If it is any help my NIC is: 03:08.0 Ethernet controller: Intel Corporation 82801G (ICH7 Family) LAN Controller (rev 01) Subsystem: Dell Device 01ab Flags: bus master, medium devsel, latency 64, IRQ 20 Memory at ebeff000 (32-bit, non-prefetchable) [size=4K] I/O ports at ccc0 [size=64] Capabilities: <access denied> Kernel driver in use: e100 Kernel modules: e100
The previous info was the ethernet controller - physical NIC is description: Ethernet interface product: BCM4401 100Base-T vendor: Broadcom Corporation physical id: 9 bus info: pci@0000:01:09.0 logical name: eth0 version: 01 However I don't know if this is something that is NM related, kernel related or NIC specific?
I have updated the kernel to the latest in F11 and this problem persists - I wonder if the component may be set wrong and it is possible the problem is a bug in NetworkManager?

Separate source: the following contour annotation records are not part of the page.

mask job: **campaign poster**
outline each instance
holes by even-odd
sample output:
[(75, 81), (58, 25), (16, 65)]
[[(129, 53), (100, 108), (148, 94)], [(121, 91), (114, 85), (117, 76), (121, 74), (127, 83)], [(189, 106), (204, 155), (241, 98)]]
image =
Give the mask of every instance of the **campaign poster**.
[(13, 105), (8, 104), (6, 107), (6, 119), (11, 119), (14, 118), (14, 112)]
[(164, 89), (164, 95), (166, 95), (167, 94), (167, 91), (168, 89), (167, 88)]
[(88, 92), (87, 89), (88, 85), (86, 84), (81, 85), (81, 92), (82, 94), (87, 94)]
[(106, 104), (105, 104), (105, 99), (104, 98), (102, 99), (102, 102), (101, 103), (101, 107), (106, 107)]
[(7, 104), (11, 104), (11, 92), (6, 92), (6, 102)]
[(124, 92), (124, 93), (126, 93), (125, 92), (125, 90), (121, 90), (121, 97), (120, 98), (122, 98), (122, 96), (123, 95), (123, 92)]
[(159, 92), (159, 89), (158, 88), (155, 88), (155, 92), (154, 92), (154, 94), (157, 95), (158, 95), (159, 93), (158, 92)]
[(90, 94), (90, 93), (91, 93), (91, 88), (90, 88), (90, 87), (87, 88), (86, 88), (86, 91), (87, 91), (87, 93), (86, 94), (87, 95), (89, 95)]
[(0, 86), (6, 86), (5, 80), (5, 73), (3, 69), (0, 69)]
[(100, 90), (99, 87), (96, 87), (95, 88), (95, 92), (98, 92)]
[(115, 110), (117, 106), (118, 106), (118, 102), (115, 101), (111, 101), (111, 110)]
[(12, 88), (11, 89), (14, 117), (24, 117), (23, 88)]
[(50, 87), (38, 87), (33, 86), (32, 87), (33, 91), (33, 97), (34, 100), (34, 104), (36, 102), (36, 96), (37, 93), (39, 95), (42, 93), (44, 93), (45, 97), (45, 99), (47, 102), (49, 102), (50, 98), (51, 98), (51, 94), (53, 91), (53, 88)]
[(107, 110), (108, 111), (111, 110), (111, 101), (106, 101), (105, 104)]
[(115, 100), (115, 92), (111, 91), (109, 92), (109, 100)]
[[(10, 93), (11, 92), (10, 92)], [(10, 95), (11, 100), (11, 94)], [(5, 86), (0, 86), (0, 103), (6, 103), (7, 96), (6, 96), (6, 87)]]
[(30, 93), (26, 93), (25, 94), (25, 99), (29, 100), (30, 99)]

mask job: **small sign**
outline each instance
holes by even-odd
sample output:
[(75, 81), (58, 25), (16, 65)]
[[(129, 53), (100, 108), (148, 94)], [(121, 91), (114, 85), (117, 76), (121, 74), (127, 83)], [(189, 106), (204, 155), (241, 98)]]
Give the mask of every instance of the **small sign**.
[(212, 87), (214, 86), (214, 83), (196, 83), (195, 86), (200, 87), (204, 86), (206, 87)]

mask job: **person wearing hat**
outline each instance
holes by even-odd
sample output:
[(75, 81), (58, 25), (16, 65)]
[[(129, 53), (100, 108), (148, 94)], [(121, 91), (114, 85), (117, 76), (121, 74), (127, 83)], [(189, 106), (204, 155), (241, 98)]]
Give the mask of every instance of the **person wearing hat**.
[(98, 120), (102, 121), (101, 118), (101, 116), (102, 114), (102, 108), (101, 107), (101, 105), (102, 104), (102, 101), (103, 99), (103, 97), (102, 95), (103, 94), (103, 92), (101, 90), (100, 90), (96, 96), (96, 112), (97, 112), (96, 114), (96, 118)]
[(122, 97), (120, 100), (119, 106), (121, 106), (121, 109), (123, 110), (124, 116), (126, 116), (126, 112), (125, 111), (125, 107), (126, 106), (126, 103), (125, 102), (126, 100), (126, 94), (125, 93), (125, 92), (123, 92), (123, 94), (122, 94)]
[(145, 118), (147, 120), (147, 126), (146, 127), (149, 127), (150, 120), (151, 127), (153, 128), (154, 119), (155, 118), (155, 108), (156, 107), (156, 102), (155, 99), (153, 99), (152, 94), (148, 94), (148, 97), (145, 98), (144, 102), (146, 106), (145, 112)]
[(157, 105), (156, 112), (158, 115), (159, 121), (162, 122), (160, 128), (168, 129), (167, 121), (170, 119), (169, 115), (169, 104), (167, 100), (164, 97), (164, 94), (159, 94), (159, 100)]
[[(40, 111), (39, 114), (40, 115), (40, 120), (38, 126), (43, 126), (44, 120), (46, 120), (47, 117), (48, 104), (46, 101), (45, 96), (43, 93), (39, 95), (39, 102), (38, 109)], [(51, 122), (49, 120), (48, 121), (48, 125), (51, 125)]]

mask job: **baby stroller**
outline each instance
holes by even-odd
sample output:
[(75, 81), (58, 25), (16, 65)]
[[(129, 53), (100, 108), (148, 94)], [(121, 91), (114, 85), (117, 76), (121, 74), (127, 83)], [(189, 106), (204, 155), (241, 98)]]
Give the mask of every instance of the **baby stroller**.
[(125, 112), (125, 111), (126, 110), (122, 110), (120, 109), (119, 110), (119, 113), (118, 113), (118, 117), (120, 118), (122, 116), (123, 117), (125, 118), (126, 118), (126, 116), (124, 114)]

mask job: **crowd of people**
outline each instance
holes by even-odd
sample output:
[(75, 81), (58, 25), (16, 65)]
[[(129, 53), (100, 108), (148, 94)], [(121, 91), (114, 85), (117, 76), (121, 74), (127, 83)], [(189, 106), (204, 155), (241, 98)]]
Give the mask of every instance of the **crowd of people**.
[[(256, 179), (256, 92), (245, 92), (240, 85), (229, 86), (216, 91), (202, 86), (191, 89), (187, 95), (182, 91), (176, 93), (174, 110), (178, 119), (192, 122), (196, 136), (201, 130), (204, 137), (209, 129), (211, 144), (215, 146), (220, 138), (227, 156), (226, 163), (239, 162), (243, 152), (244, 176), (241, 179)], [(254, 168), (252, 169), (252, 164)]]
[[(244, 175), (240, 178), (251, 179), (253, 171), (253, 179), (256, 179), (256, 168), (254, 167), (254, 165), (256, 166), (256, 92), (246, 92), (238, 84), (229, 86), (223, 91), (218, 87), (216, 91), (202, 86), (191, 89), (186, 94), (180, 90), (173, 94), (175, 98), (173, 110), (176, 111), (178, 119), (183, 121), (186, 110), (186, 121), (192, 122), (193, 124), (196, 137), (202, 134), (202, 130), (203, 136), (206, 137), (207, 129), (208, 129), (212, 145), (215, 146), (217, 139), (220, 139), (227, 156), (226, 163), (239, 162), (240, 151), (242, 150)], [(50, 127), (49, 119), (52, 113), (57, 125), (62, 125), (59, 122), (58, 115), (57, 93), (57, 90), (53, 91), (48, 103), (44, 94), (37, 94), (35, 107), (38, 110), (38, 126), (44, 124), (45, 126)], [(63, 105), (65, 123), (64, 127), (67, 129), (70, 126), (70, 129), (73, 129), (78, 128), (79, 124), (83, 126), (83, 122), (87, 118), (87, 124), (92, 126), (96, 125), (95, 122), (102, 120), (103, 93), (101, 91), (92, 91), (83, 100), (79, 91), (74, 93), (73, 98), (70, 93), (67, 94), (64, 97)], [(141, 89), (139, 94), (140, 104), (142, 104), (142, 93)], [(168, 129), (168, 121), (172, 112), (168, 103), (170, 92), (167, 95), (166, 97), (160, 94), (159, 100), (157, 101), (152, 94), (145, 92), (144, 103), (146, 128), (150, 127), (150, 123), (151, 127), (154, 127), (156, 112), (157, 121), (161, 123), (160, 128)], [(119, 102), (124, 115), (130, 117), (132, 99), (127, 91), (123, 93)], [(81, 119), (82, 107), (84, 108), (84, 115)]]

this seems to work fine on the same hardware on fedora 12. Switching back to 11 shows the bug again. Presumably this has been fixed along the way so I'm closing this. I suspect there was some problem caused after the network hardware moved from some low power mode to a higher power mode used when traffic was high. Because there were always 2 disconnects, and one would always happen soon after commencing traffic and one soon after stopping it, no matter how long the transfer lasted.